Washington - The US Defence Department's budget request released on Monday would boost funding for research, development and procurement of weapons by 13% to $190bn in fiscal 2016, including nearly $11bn for the Lockheed Martin Corp F-35 fighter jet.
Following is a list of key programmes and funding levels proposed for the fiscal 2016 year, which begins October 1. All measures must still be approved by Congress.
The budget requested:
- $10.6bn in funding to pay for 57 Lockheed F-35 fighter jets.
- $3.4bn for 16 P-8 maritime surveillance planes built by Boeing.
- $1.3bn for 5 E-2D battle management aircraft built by Northrop Grumman Corporation.
- $3bn for continued development of Boeing's KC-46A refuelling planes, or tankers.
- $1.2bn for a new bomber for the US Air Force, which plans to announce a winner soon in a competition that puts Northrop against a Boeing-Lockheed team.
- $1.4bn for continued work by General Dynamics Corporation and Northrop on a replacement for the aging Ohio-class submarines that carry nuclear weapons.
- $11.6bn for nine new ships, including smaller coastal warships built by Lockheed and Australia's Austal , an aircraft carrier being built by Huntington Ingalls Industries, and other submarines and ships built by General Dynamics and Huntington Ingalls.
- $1.6bn to improve the reliability of the interceptors used in the Ground-based Missile Defence system managed by Boeing.
- $4.5bn in various US Army aviation programmes.

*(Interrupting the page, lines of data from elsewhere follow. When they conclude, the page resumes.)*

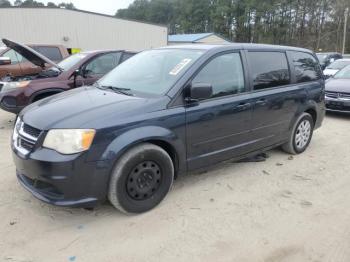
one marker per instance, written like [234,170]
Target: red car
[77,70]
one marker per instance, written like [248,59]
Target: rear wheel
[301,135]
[141,179]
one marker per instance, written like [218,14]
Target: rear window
[306,67]
[53,53]
[269,69]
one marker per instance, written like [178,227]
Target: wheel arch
[159,136]
[309,107]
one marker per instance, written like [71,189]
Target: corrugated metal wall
[84,30]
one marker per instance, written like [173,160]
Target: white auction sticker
[180,66]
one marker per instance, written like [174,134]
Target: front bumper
[62,180]
[9,103]
[338,105]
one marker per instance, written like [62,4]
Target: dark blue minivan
[162,113]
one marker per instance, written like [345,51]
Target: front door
[218,128]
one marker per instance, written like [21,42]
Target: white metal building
[78,29]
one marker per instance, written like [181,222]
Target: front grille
[332,94]
[338,95]
[34,132]
[26,144]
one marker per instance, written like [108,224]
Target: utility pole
[346,14]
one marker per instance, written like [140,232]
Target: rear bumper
[63,180]
[338,105]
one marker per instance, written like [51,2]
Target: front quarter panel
[166,126]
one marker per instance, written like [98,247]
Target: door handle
[242,107]
[261,102]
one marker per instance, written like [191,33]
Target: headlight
[8,86]
[69,141]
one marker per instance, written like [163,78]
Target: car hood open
[30,54]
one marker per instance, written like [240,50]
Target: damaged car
[16,92]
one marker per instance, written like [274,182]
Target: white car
[337,65]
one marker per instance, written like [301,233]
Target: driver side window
[103,64]
[224,73]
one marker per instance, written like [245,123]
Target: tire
[302,131]
[141,179]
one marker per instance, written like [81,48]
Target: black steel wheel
[141,179]
[144,180]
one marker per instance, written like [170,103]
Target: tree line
[33,3]
[314,24]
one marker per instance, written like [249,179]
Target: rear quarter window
[306,67]
[268,69]
[51,52]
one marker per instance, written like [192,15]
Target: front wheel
[301,135]
[141,179]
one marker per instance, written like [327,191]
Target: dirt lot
[284,209]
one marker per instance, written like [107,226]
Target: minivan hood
[30,54]
[85,107]
[338,85]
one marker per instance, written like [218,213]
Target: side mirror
[5,61]
[77,72]
[199,91]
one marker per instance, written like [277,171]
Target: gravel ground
[284,209]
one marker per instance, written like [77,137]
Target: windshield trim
[181,76]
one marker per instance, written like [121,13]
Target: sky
[109,7]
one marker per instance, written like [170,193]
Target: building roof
[86,12]
[188,37]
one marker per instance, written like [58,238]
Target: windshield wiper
[124,91]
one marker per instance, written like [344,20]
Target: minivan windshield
[153,71]
[339,64]
[343,74]
[71,61]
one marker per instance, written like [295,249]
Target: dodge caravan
[162,113]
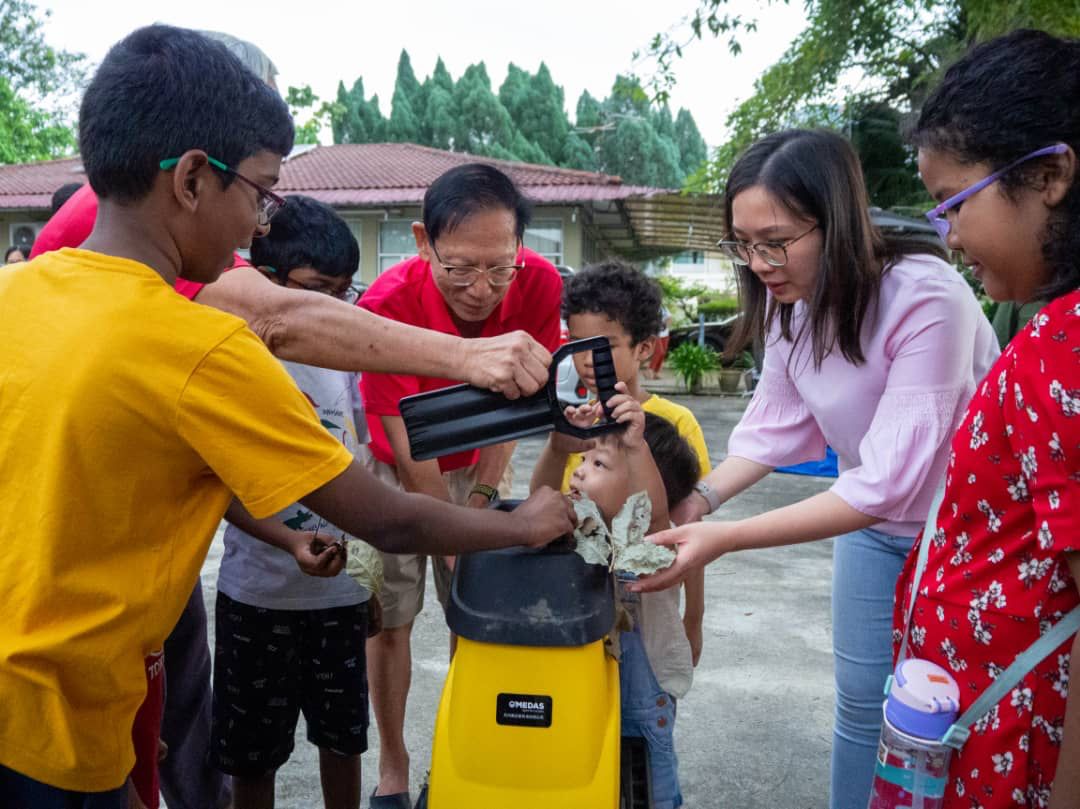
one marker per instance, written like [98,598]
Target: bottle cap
[923,699]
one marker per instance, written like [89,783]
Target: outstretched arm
[400,522]
[698,543]
[312,556]
[316,329]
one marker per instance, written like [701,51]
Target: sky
[583,42]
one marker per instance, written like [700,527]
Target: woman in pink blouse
[873,346]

- $821m for procurement of more MQ-9 Reaper unmanned aircraft built by privately-held General Atomics.
- $5.5bn for cybersecurity programmes which are expected to benefit Lockheed, General Dynamics, Northrop and Raytheon, among others.
- Accelerates by two years the development of a new Long Range Stand-Off Weapon to be used on the new bomber.
Research focus
The Pentagon budget plan would boost funding for research and development (R&D) programmes by 6.3% to $69.8bn, a move welcomed by industry, which has long urged the Pentagon to keep investing in longer-term projects.
The funding will pay for work on high-speed strike weapons, a new initiative to start work on a sixth-generation fighter, a railgun weapon that can fire a low-cost projectile at seven times the speed of sound, as well as improved navigation and timing equipment, and high energy lasers.
Programme cuts
- The budget again seeks to retire the popular A-10 close air support aircraft for savings of $382m, a move sure to meet strong resistance in Congress, which rejected a similar proposal last year.
- It proposes $87m in additional savings by scaling back the AGM-154 Joint Standoff Weapon built by Raytheon.